Exposure to stressful environments and events have been shown to dysregulate the stress response, often leading to disease onset. For instance, exposure to chronic stress was shown to be linked to higher risk of dementia as well as autoimmune diseases and mental health disorders [source, source]. Risk of disease also increases with higher numbers of stressors, which act in a synergistic manner to further and more powerfully disrupt the proper functioning of the stress response [source].

Thus, in order to better understand why certain communities are being disproportionately affected by the incidence of non-communicable diseases, it is important to consider the environmental and psychosocial stressors that the community experiences daily, and the structural disadvantage this puts them in compared to others. It is from these considerations that we propose a new term to describe the unequal distribution of stressors and their effects on health in our society: biological inequity.

We introduce a new term called biological inequity to describe the fact that different communities experience very different levels of stress - and as a result very different health outcomes - due to historical and contemporary structural forces. 

Chronic exposure of some communities to poverty, pollution, trauma and other stressors are drivers for biological inequity [source, source]. In this framework, it is not the individual’s genetic makeup that is the indicator of health, but the environment and daily experiences they are constrained to live in. That is not to say that genetics play no role in determining health. Rather, it means that biological inequity is a more encompassing explanation for differences in health outcomes. For instance, two women carrying the same gene for breast cancer but living in different environments will have different health outcomes: it is more likely that one living in polluted areas and experiencing daily stress or trauma will experience cancer onset, while the other living in a clean environment might not.
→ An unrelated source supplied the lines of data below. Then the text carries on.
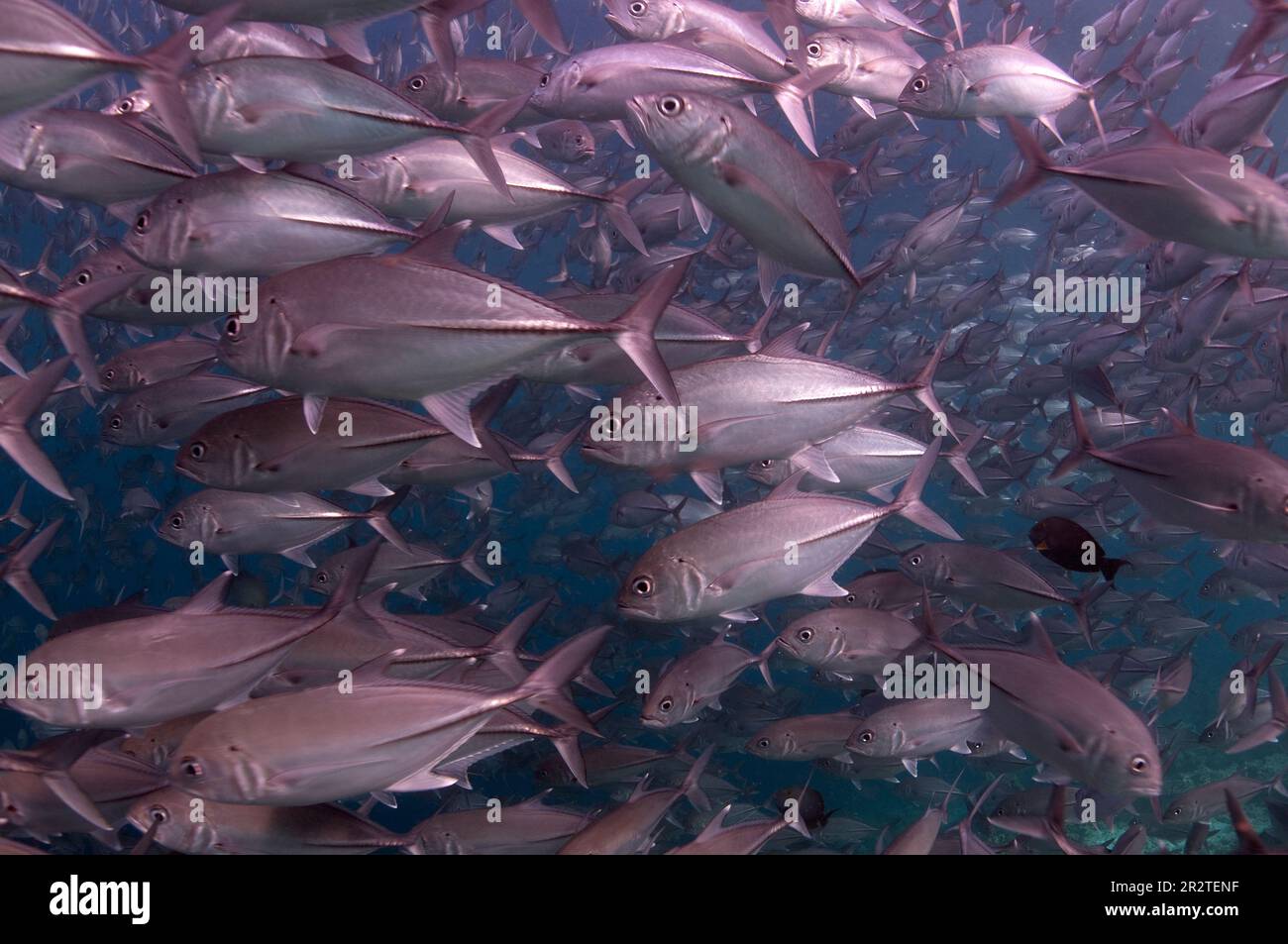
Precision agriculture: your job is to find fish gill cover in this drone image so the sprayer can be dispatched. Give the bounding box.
[0,0,1288,854]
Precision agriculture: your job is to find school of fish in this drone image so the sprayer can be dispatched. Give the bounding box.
[0,0,1288,855]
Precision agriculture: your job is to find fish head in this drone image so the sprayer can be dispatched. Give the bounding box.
[805,31,853,78]
[218,282,294,381]
[747,459,793,485]
[125,787,215,854]
[899,60,969,119]
[102,398,148,446]
[166,731,269,803]
[98,352,149,393]
[309,561,345,596]
[743,725,796,760]
[174,417,259,494]
[626,91,733,163]
[158,494,219,548]
[604,0,687,40]
[528,58,587,115]
[102,89,154,117]
[778,612,837,666]
[845,712,902,757]
[398,68,461,115]
[617,545,709,621]
[121,184,202,269]
[899,545,940,587]
[640,677,696,728]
Moreover, the mechanisms of biological inequity are more unbiased than traditional epidemiological explanations of health. Whilst traditional epidemiological research has often proposed that genetic distinctions between ethnicities are the driver of poor health outcomes for certain minoritised communities [source, source, source], biological inequity proposes that the systemic factors that force certain communities to live in environments with higher stressor levels than normal, thus resulting in poor health outcomes. It is not a matter of being Black, or Brown, or of a racial identifier that predisposes someone to poorer health outcomes, it is the lived experience from their habitat that is the driving factor.

From this perspective, when it comes to the conversation of ‘genetics’ it is more accurate to talk about the epigenetic differences between ethnicities. Previous generations who experience allostatic load/allostatic overload - a permanently dysregulated stress response due to the environment - can cause epigenetic changes that are transmitted from parent to offspring, becoming hereditary [source, source, source].